安装包下载安装
- 地址:
- 个人选择这个版本apache-hive-2.3.6-bin.tar.gz
- 把安装包上传到 /opt/software 目录
- 解压
[kevin@hadoop112 software]$ tar -zxvf apache-hive-2.3.6-bin.tar.gz -C /opt/module/
- 改名
[kevin@hadoop112 module]$ mv apache-hive-2.3.6-bin/ hive-2.3.6
配置
- 修改conf 目录下的 hive-env.sh.template 名称为 hive-env.sh
[kevin@hadoop112 hive-2.3.6]$ cd conf/
[kevin@hadoop112 conf]$ mv hive-env.sh.template hive-env.sh
[kevin@hadoop112 conf]$ vim hive-env.sh
- 配置 hive-env.sh 文件
# 配置 HADOOP_HOME 路径
export HADOOP_HOME=/opt/module/hadoop-2.7.2
# 配置 HIVE_CONF_DIR 路径
export HIVE_CONF_DIR=/opt/module/hive-2.3.6/conf
- 把Hive的元数据配置到MySQL
拷贝 mysql-connector-java-5.1.48-bin.jar 到/opt/module/hive-2.3.6/lib/
[kevin@hadoop112 conf]# cp /opt/software/mysql-libs-CentOS6/mysql-connector-java-5.1.48.jar /opt/module/hive-2.3.6/lib/
配置Metastore 到 MySQL(MySQL增加 metastore 数据库)

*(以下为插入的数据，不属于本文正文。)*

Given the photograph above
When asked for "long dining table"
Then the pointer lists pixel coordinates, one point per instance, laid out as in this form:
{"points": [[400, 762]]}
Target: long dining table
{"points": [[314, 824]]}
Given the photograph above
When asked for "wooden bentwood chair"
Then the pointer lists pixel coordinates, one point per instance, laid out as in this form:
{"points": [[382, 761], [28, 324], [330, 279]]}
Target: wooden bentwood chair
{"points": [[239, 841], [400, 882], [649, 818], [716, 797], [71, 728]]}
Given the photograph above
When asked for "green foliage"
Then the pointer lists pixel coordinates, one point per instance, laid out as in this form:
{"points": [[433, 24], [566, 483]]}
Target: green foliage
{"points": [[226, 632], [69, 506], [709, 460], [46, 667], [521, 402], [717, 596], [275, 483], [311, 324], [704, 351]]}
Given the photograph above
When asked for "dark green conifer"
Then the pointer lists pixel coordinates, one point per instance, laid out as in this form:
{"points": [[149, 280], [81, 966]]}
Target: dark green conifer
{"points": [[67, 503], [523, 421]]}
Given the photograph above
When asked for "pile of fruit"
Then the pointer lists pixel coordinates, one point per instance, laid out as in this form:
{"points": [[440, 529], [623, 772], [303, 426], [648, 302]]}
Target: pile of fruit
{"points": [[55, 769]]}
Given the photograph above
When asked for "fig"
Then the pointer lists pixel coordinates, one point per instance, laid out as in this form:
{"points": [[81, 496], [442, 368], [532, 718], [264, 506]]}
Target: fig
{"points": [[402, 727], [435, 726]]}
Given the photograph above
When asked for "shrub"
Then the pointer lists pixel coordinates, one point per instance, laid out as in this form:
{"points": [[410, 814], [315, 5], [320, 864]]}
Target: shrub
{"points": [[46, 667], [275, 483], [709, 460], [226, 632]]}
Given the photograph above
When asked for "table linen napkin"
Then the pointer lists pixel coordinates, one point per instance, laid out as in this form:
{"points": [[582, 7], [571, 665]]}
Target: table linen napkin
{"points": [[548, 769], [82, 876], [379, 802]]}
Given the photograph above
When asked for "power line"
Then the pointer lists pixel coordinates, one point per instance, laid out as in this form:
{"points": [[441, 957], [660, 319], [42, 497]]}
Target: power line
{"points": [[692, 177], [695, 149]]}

在/opt/module/hive-2.3.6/conf 目录下创建一个 hive-site.xml
[kevin@hadoop112 conf]$ touch hive-site.xml
[kevin@hadoop112 conf]$ vim hive-site.xml
根据官方文档配置参数,拷贝数据到 hive-site.xml 文件中
<?xml version="1.0"?>
<?xml-stylesheet type="text/xsl" href="configuration.xsl"?>
<configuration>
<!-- 显示表头 -->
<property>
<name>hive.cli.print.header</name>
<value>true</value>
</property>
<!-- 显示库名 -->
<property>
<name>hive.cli.print.current.db</name>
<value>true</value>
</property>
<!-- 数据库地址 -->
<property>
<name>javax.jdo.option.ConnectionURL</name>
<value>jdbc:mysql://hadoop112:3306/hive_metastore?createDatabaseIfNotExist=true&useSSL=false</value>
<description>JDBC connect string for a JDBC metastore</description>
</property>
<!-- 数据库驱动 -->
<property>
<name>javax.jdo.option.ConnectionDriverName</name>
<value>com.mysql.jdbc.Driver</value>
<description>Driver class name for a JDBC metastore</description>
</property>
<!-- 数据库用户 -->
<property>
<name>javax.jdo.option.ConnectionUserName</name>
<value>hive</value>
<description>username to use against metastore database</description>
</property>
<!-- 数据库密码 -->
<property>
<name>javax.jdo.option.ConnectionPassword</name>
<value>hive</value>
<description>password to use against metastore database</description>
</property>
<!--元数据存放路径 -->
<property>
<name>hive.metastore.uris</name>
<value>thrift://node101:9083</value>
</property>
<!-- Default 数据仓库在 hdfs 的位置 -->
<property>
<name>hive.metastore.warehouse.dir</name>
<value>/user/hive/warehouse</value>
<description>location of default database for the warehouse</description>
</property>
<property>
<name>hive.metastore.schema.verification</name>
<value>false</value>
<description>
Enforce metastore schema version consistency.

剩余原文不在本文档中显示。